Taking Out a Loan With No Intention of Paying
This written piece could also be entitled, “Doing a Runner On Owing Money”
And also, “How We Commit Loan Fraud”.
You should be, as there are things we do that in the eyes of a bank or lender, could be viewed as loan fraud.
But first, here is a question I have been asked many times over the years:
Can I Take Out a Loan and Then Just Do a Runner to Another Country and Never Pay the Loan Back?
The answer: Sure you can, but it is not that simple.
First you need to be approved for the loan. Which usually means you have a job here in the UK, you live here, may have family here, bank here, and are fairly established here in the UK.
So do you get the loan and then run off?
How much of a loan is worth packing your life up and just moving on?
Then the follow-up questions are, will the bank chase me for payment, and how would they find me?
The wheels grind slowly, buy yet they grind.
If you move to the EU there are for now, laws allowing cross-country collections. If you were to moved outside of the UK and EU, the collection process gets more complicated.
Accounts/debts get sold onto collection agencies around the world all the time, which they can then be collected in that country. So you really have not skipped out on anything.
In addition, just because you have left the country doesn’t mean the debt is no longer owed. Should you return to the UK, the collection process can start all over again.
Then the question, can I return to the UK owing money in the UK.
Yes, you can return to the UK owing money, as long as no criminal charges have been brought against you.
Technically taking out a loan with no intention of repaying it, is not in the true sense fraud. It is also not criminal, it is ethically wrong, and some may debate morally wrong, but not a crime. At the time the bank approved the loan, you were loan worthy.
Now the question, but how will my creditors find me should I do a runner?
They may not find you, but in this “ever changing world we live in” as per Sr Paul, there are ways. Many collectors use social media to find debtors; things like Facebook, Twitter, etc. You’d be surprised how you can be found.
A bit scary isn’t it, “Big Brother is Watching”!
So why go through all that in the first place. Take out a loan and pack up and go. It would need to be a big loan to make life worth living somewhere else.
But lets’ look at some real ways people fraud a bank or lender.
The old inflating income trick. The bank asks how much you earn and you bump it up a few grand a year.
Simple enough, until the bank asks for wage slips, bank statements, etc, and they may. However, they may not.
If they do, there are those that make changes on these statements when they copy them, and that my friend is true fraud.

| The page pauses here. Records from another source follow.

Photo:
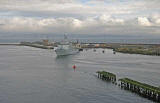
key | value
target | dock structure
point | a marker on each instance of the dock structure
(142, 89)
(107, 76)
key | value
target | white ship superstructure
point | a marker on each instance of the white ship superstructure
(66, 48)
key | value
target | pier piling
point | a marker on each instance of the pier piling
(142, 89)
(107, 76)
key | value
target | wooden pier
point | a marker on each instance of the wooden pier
(142, 89)
(107, 76)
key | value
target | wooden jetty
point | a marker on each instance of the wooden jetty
(145, 90)
(106, 76)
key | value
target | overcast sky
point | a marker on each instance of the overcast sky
(128, 17)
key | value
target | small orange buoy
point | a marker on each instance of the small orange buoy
(74, 67)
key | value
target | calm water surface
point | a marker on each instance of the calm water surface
(32, 75)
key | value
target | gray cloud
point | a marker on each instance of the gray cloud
(73, 16)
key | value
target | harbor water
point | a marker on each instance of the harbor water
(33, 75)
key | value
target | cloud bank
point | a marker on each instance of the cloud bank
(80, 16)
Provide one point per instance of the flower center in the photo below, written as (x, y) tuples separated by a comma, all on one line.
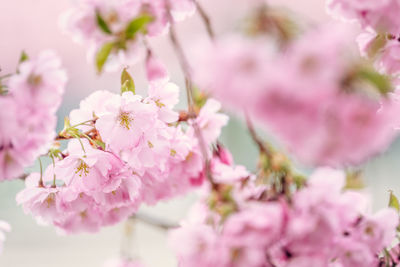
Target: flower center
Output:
[(82, 169), (125, 119)]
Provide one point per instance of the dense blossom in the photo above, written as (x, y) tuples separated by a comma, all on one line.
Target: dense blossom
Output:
[(123, 263), (28, 118), (378, 15), (145, 157), (4, 227), (321, 226), (101, 22), (302, 110)]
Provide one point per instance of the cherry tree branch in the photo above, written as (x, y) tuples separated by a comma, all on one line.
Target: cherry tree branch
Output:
[(206, 19), (185, 66)]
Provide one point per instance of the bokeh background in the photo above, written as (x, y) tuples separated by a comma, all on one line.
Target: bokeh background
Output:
[(32, 25)]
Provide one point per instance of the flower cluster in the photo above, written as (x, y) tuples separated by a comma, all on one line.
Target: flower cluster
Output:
[(28, 120), (125, 150), (303, 110), (319, 226), (381, 24), (114, 29)]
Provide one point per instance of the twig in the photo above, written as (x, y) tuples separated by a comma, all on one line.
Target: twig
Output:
[(206, 19), (185, 66), (153, 221), (261, 146)]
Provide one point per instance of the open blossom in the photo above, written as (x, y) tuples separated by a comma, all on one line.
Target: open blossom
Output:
[(302, 110), (128, 120), (28, 119), (4, 227), (320, 226), (233, 69), (97, 190)]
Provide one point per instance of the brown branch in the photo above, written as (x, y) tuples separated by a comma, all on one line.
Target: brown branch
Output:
[(261, 146), (185, 66), (206, 19)]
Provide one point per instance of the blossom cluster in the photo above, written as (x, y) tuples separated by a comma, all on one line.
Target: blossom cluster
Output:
[(381, 24), (28, 117), (114, 30), (316, 96), (320, 225), (123, 263), (125, 150)]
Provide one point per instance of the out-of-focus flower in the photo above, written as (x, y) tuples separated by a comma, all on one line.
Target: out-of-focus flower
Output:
[(4, 227), (28, 119)]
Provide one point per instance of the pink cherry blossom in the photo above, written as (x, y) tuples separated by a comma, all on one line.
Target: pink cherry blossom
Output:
[(128, 119), (81, 22), (155, 69), (123, 263), (233, 69), (210, 121), (379, 15)]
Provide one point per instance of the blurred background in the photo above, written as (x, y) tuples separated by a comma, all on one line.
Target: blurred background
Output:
[(32, 25)]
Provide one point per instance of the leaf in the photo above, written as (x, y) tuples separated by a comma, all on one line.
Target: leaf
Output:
[(379, 81), (127, 83), (102, 23), (102, 55), (394, 202), (137, 25)]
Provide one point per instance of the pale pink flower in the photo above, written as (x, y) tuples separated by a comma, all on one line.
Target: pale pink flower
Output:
[(40, 81), (155, 69), (119, 262), (42, 201), (4, 227), (233, 69), (198, 245), (28, 119), (165, 96)]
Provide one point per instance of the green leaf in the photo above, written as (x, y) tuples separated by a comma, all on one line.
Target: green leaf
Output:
[(137, 24), (100, 143), (102, 23), (102, 55), (376, 45), (379, 81), (394, 202), (127, 83), (23, 57)]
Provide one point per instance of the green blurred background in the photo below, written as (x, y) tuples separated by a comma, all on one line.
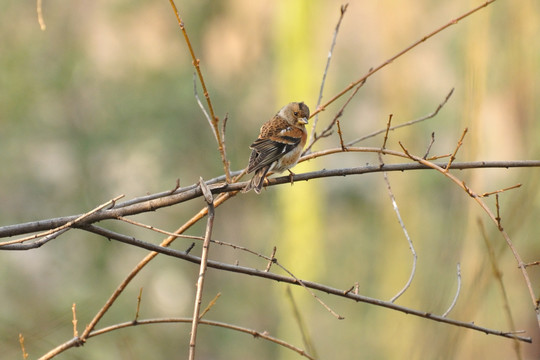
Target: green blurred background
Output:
[(102, 104)]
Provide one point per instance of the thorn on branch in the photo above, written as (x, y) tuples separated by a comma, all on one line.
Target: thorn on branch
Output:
[(21, 341), (188, 250), (176, 187), (272, 260), (500, 191), (498, 217), (453, 156), (465, 187), (138, 306), (429, 146), (74, 321)]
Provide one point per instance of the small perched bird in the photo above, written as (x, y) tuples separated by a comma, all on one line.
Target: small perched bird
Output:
[(279, 144)]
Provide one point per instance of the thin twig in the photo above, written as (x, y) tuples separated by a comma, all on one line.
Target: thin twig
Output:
[(401, 53), (500, 190), (201, 106), (300, 282), (403, 228), (21, 341), (196, 64), (74, 321), (454, 301), (329, 129), (139, 298), (272, 259), (40, 15), (283, 279), (453, 156), (313, 135), (497, 274), (256, 334), (431, 142), (306, 337), (209, 306), (164, 199), (202, 270), (486, 209)]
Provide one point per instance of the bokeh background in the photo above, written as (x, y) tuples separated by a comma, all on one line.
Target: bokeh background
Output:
[(101, 103)]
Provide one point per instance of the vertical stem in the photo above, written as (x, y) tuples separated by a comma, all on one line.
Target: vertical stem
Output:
[(202, 268)]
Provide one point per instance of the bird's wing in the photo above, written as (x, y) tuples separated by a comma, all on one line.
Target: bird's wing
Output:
[(277, 138)]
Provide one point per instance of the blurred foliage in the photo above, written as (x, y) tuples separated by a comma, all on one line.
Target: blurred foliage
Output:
[(101, 104)]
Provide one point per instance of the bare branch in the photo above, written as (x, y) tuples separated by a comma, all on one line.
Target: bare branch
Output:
[(256, 334), (313, 134), (284, 279), (457, 293), (202, 270), (408, 123)]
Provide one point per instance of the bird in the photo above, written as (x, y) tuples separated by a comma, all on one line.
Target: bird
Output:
[(279, 144)]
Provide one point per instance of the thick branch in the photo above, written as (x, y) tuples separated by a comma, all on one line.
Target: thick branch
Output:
[(165, 199)]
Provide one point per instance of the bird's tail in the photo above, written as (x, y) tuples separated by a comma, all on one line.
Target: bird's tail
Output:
[(257, 180)]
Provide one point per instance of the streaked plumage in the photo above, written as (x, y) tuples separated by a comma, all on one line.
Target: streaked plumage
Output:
[(279, 144)]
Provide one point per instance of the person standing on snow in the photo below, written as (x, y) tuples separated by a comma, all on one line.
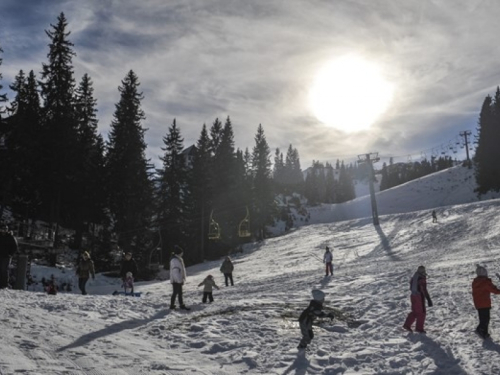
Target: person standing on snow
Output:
[(307, 317), (418, 287), (177, 277), (227, 268), (482, 287), (84, 270), (327, 259), (209, 284), (8, 247), (128, 266)]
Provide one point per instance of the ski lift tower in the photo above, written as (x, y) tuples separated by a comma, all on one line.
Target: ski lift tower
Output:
[(369, 159)]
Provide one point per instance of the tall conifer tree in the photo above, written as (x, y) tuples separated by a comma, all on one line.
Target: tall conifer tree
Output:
[(262, 193), (60, 135), (128, 172), (172, 190)]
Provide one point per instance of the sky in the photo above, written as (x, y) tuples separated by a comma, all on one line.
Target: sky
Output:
[(251, 327), (258, 62)]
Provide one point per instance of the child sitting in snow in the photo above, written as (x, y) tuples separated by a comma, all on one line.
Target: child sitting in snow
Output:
[(482, 287), (128, 283), (306, 319), (209, 284)]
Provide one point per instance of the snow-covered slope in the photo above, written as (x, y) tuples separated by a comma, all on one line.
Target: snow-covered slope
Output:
[(251, 327), (444, 188)]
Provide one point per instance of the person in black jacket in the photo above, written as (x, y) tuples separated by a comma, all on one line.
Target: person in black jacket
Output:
[(307, 317), (128, 265), (8, 247)]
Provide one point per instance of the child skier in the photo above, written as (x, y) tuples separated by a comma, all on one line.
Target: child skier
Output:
[(209, 284), (327, 259), (307, 317), (482, 287), (418, 287), (128, 283)]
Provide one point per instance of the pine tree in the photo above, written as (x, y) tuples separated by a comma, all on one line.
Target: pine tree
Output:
[(23, 149), (263, 195), (200, 183), (3, 160), (225, 205), (128, 172), (60, 135), (172, 190), (91, 199)]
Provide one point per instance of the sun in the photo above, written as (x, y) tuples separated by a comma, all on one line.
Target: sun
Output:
[(350, 94)]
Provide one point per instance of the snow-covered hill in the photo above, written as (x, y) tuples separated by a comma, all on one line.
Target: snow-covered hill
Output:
[(251, 327)]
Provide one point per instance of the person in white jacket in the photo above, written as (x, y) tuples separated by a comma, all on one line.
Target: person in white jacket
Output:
[(327, 259), (177, 277)]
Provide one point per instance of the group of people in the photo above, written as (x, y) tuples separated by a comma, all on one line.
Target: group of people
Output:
[(482, 288), (178, 278)]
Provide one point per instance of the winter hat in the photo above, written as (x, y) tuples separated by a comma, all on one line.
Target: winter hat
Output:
[(421, 270), (318, 295), (481, 271), (178, 250)]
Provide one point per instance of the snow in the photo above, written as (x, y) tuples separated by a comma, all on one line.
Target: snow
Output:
[(251, 327)]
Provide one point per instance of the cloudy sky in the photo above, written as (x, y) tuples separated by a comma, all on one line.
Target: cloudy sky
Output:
[(258, 62)]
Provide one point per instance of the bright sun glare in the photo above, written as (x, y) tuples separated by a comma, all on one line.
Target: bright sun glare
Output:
[(350, 94)]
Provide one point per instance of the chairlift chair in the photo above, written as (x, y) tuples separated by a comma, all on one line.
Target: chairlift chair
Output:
[(213, 228)]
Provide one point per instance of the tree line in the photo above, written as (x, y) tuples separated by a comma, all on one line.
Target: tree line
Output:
[(59, 170)]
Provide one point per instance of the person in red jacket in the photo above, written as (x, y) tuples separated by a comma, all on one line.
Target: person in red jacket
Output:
[(418, 287), (482, 287)]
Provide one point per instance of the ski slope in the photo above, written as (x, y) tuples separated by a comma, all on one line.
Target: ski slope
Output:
[(251, 327)]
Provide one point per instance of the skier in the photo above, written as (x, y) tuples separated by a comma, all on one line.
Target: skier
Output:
[(209, 284), (307, 317), (128, 266), (177, 277), (84, 270), (482, 287), (128, 283), (227, 268), (52, 287), (8, 247), (327, 259), (418, 287)]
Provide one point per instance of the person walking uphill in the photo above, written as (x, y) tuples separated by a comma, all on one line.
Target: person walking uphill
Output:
[(84, 270), (177, 277), (227, 268), (128, 265), (418, 287), (307, 317), (8, 247), (327, 259), (482, 287), (208, 285)]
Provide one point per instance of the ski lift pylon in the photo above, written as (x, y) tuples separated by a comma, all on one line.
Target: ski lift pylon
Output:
[(213, 229), (244, 227)]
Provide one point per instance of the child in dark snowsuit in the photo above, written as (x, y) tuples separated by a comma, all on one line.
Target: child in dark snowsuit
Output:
[(482, 287), (208, 285), (418, 287), (306, 319)]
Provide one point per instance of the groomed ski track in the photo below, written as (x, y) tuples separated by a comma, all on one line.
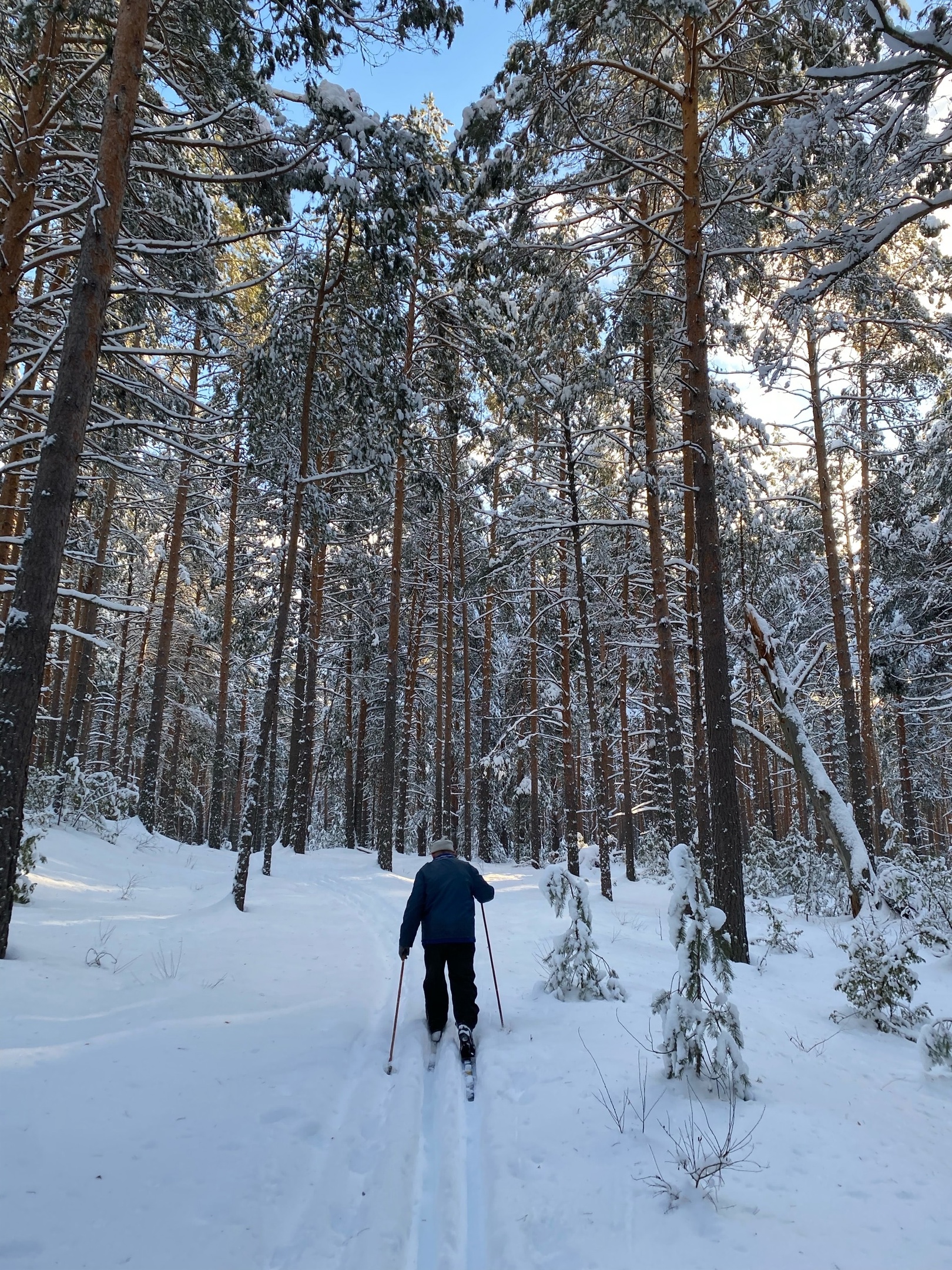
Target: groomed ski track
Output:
[(410, 1195), (238, 1115)]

Now one could argue if the lender does not follow through with due diligence and request actual statements, they are at fault and a party to the fraud, but you would be wrong.
Inflating income is a big way people commit fraud for loans.
Will they go to jail if caught? Probably not, these are small offences and not worthy of the court’s time. However, larger fraud cases may be.
Using someone’s else’s identity is fraud as well. In addition to being ID theft.
As many application for loans are done online, the lender may never actually see the borrower. It is all done online, via credit scores and the such, so you just use someone else’s name and address, and your bank account details.
This also ties in with creating false credit reports. This is difficult to do, but it can be done, and there are companies offering fresh starts by creating new credit histories for you. Still a bit of fraud.
Not Disclosing Facts
Here is a bit of a grey area, the non-disclosure of some facts.
You may be asked a question on a loan application form asking if you have ever been bankrupt. You answer no, but perhaps you were bankrupt but in another country.
The loan application is quite broad, it is not specifically asking, have you ever been bankrupt in the UK, but you make the assumption that is what they are asking.
Technically that is non-disclosure, which can be considered a form of fraud if found out.
How will “they” find out you ask again, they have their ways. But again, they may never find out.
This is not the only way people can commit fraud on applying for a loan, and people do forget and make mistakes when completing loan applications, these are mistakes and not meant to be fraudulent.